I received a message from physician friend about how I handle medical questions on Facebook or Twitter. This is a common concern for doctors and it’s often used as an excuse for avoiding a public presence. My ideas about doctor-patient communication are evolving and may well change as technology evolves.
Here are a few thoughts.
People have always asked questions. The social web doesn’t change human curiosity, it just gives it a new avenue. What’s different is that:
- It’s easier to approach experts in today’s media climate.
- Dialog is potentially retrievable.
- The always-on nature of social media creates public expectations that engaged physicians are ready and willing to be their personal advisor.
Social media has lead us to believe that health assessment may easier than it really is. But answering questions, be it at the grocery store or on Twitter, is trickier than you think. Questions require attention, time, focus, and some kind of relationship. And when you give advice based on a 140 character history you put yourself at risk of doing a disservice to the person asking for advice. They have no idea that you’re doing them a disservice. They just want a quick answer. It’s how you think when you’re sick and you want an answer.
So how do I handle myself specifically?
I never answer patient-specific questions.
There are two types of questions that physicians may encounter in public spaces: patient-specific and patient non-specific. I answer patient non-specific questions without reservation. Those involving someone’s specific health issues spell trouble. While there isn’t much precedent in this area, you could be construed as having a relationship with the patient in question …. Um, I mean the person with the question. Where there is a relationship there is risk.
How I approach things depends on my specific relationship with the person asking the question.
There are three categories of people that reach out to me on social media.
I. People I don’t know. This is easy. I tell them that I can’t offer advice to those who are not established patients. I offer two clear reasons: It’s a mandate of my state medical board that interactions must involve clear documentation in a medical record. Also, my involvement isn’t covered under my institution’s malpractice policy. I’ve never encountered someone who didn’t understand these two points.
II. Patients. Every once in a while an established patient will reach out to me on Twitter. Here’s how I handle it:
1) I take the dialog off line. I usually do this by at messaging back that I’d be happy to talk to them by phone.
2) I address the problem. They reached out for a reason and I try to address their problem.
3) I discuss why it isn’t a good idea for either of us to have our dialog in public. This typically involves a discussion of how I can get in trouble but includes potential issues related to their disclosures. It’s interesting that many patients I speak to don’t really understand the privacy settings of the site they used to reach me.
4) I document the encounter. I document the conversation in a phone note making it clear that it was the patient who initiated the contact in public.
How you want to be contacted by patients should probably be part of your new patient information.

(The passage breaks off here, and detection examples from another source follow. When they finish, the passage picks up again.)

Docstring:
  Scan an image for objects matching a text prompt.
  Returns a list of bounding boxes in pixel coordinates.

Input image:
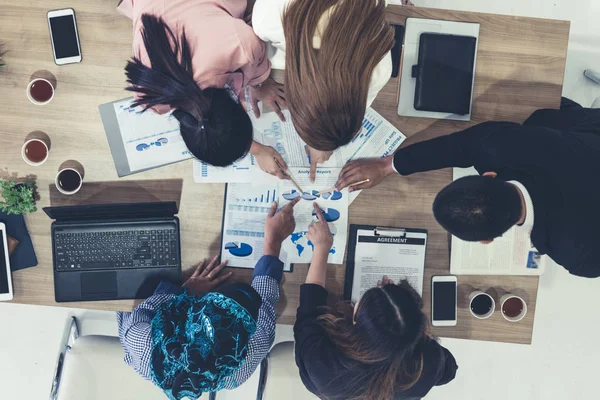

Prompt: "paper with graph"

[113,97,192,171]
[278,168,349,264]
[194,108,406,203]
[221,183,291,271]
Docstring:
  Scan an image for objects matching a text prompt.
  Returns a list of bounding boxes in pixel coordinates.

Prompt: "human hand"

[335,157,394,192]
[250,142,290,179]
[306,202,333,254]
[306,145,333,182]
[264,197,300,257]
[377,275,394,287]
[248,78,287,122]
[183,256,233,294]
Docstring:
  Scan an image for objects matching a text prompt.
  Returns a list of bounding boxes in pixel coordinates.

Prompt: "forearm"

[306,247,329,287]
[393,122,504,175]
[225,275,279,389]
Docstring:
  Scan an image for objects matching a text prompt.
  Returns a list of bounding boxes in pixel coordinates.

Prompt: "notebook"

[412,32,477,115]
[0,211,37,271]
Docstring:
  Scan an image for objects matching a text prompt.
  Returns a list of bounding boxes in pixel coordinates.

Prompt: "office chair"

[50,317,166,400]
[255,342,318,400]
[583,69,600,108]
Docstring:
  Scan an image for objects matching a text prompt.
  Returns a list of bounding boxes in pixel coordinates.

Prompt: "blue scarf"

[150,292,256,400]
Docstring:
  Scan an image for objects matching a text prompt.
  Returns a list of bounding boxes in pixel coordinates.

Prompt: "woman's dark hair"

[283,0,394,151]
[433,176,522,242]
[319,281,430,400]
[125,14,252,167]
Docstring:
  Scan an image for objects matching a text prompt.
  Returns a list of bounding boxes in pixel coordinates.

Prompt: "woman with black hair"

[294,204,458,400]
[117,199,299,400]
[118,0,286,178]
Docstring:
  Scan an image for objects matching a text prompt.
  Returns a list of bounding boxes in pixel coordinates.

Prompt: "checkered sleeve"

[117,293,173,380]
[225,275,279,389]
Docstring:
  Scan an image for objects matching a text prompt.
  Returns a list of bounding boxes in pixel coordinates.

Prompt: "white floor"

[0,0,600,400]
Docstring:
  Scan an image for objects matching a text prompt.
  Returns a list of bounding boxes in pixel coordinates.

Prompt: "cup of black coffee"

[21,139,50,167]
[469,290,496,319]
[500,294,527,322]
[54,167,83,195]
[27,78,54,106]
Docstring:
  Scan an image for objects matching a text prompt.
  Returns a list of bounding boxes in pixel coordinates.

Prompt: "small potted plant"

[0,179,37,215]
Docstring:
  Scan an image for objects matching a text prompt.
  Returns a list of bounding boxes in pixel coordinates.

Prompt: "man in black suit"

[336,99,600,277]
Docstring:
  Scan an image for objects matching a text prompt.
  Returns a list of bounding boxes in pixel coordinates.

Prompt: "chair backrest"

[262,342,318,400]
[58,335,166,400]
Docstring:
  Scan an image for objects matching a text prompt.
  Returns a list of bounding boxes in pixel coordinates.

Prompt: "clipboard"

[344,224,428,301]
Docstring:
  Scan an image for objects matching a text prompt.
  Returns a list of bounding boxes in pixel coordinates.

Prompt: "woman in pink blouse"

[118,0,286,178]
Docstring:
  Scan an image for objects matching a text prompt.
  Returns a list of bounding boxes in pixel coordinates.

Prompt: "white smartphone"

Remember that social applications like Facebook represent some of the most commonly used communication platforms and we shouldn’t blame patients for using them if they haven’t been instructed otherwise.
III. People I loosely know. These are the hardest to handle because often I have an easy, conversational relationship with the person but this unfortunately doesn’t extrapolate to my willingness to invest significant bandwidth (see the next paragraph) on their issue. I can’t help but feel as though I’m letting them down. But the bottom line is that I treat these just the same as for people I don’t know. I simply tell them I can’t do it.
What about my own family and very close friends? They’re different. In cases where I think I can offer help, I’ll arrange phone time in the evening, close the door to the study and spend 45 minutes getting all the facts so that I can come close to offering some direction. That’s how long it takes. Good input can only come when you have good information. I work really hard to help support the established relationship that the person has with their doctor.
While many may not see it this way, my avoidance of loose advice is ultimately an act of advocacy for those who approach me. Remember that reliable health input involves attention, time, focus and a great relationship. The fast flowing, real-time dialog of today’s social environment doesn’t allow for all of these elements.